Lettere di don Lorenzo Milani – Priore di Barbiana

img_1075-1La lettura della collezione epistolare di don Lorenzo Milani non è stata scelta solo per la ricorrenza del cinquantesimo anniversario della sua scomparsa. La raccolta si pone anche come espediente letterario che ci permette di far luce anche sull’uso di un linguaggio che non ci si aspetterebbe nell’ambito curiale.

I livelli di lettura sono molteplici; da quello pastorale del prelato responsabile di parrocchia a quello di romanzo. Qualora si considerasse un romanzo epistolare presenta una struttura molto interessante e il tratteggio del protagonista principale è estremamente interessante.

Il lettore può trovare moltissimi spunti di riflessione. Dall’obbedienza cieca che ha plasmato alcune generazioni che non potevano scegliere la possibilità dell’obiezione di coscienza (che era un reato all’epoca), quindi, al rifiuto delle uccisioni di altri esseri umani; all’ironia che ha caratterizzato la sua esistente anche nella lotta che ha portato avanti per difendere le persone, soprattutto i ragazzi, anche dalle istituzioni politiche e religiose. Un aspetto interessante per il lettore è che si possono trovare spunti attuali per noi.

Ovviamente, la lettura delle sue lettere può far cadere nel rischio di non capire a pieno la persona di don Milani; persona che ha avuto una vita molto complicata e vissuta nella sensibilità delle diseguaglianze sociali, sensibilità che l’ha portato a vivere in contrasto con l’agiatezza della famiglia. Le sue lettere mettono in luce le sue idee che hanno portato il giudizio comune a tacciarlo di essere comunista, quindi di essere una persona scomoda e indesiderata nell’ambiente cattolico; giudizio che ha portato alla sua “reclusione” in un piccolo paese; isolamento che probabilmente ha contribuito anche nel creare la figura di don Milani, amplificando la risonanza del suo pensiero. Nonostante le diverse e negative interpretazioni del suo pensiero sono una guida interessante per il nostro presente.

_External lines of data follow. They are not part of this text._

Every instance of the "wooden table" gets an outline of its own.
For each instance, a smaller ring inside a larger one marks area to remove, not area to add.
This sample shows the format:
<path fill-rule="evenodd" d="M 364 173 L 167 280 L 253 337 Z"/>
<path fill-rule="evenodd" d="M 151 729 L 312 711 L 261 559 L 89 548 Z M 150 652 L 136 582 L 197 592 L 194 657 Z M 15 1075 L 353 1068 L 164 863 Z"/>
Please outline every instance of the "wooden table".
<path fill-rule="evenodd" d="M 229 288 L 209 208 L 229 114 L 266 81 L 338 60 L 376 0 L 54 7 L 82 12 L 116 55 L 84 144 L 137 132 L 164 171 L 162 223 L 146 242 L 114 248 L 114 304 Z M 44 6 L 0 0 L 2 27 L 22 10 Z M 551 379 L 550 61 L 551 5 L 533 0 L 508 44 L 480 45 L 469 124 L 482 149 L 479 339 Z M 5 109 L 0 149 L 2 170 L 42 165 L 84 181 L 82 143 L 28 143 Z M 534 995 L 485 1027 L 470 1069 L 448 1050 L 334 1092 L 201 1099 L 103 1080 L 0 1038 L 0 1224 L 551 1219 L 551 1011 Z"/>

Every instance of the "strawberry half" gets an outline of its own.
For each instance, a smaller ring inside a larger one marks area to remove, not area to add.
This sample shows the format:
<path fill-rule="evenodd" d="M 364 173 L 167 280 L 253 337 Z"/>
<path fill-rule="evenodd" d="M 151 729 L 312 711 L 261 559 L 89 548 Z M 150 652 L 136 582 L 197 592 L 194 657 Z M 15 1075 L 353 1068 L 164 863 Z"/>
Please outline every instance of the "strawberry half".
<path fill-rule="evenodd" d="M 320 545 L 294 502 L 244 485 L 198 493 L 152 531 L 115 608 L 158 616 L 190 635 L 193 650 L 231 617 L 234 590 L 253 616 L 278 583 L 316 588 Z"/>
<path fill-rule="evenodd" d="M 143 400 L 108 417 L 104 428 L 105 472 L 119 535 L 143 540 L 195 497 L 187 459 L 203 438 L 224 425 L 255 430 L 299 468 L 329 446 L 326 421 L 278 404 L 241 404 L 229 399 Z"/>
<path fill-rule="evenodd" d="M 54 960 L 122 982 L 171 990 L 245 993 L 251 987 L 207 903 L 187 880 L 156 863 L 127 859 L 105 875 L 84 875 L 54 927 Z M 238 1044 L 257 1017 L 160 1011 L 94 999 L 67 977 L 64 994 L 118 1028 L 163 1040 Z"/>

Una lettura approfondita delle sue lettere può risultare difficile e ostica qualora non si conosca la sua biografia e il suo pensiero; creando non poche difficoltà nel mettersi in contatto con il pensiero e il personaggio. Prendere la lettura della raccolta come un semplice libro, come se don Milani fosse un personaggio di una fiction, può portarci a rileggere la nostra storia personale alla luce di un “racconto” che può essere verosimile e di carattere quasi storico. Un aspetto che può emergere dalle lettere è anche che la figura di don Milani, quella di un uomo che poteva godere dell’appoggio e della rete di molti contatti, forse avrebbe potuto fare di più di quello che effettivamente ha fatto e lasciato in eredità. Leggere il libro con gli occhi di chi ha vissuto quell’epoca storica è ben diverso e può aiutare, molto, nella comprensione e nelle varie sfumature delle soverchie commesse dalle gerarchie. Le lettere mettono in evidenza una personalità a volte combattuta e a volte anche contrastante con sé stesso.

 

Una lettura indubbiamente profonda. Difficile. Stimolante, sotto molti aspetti.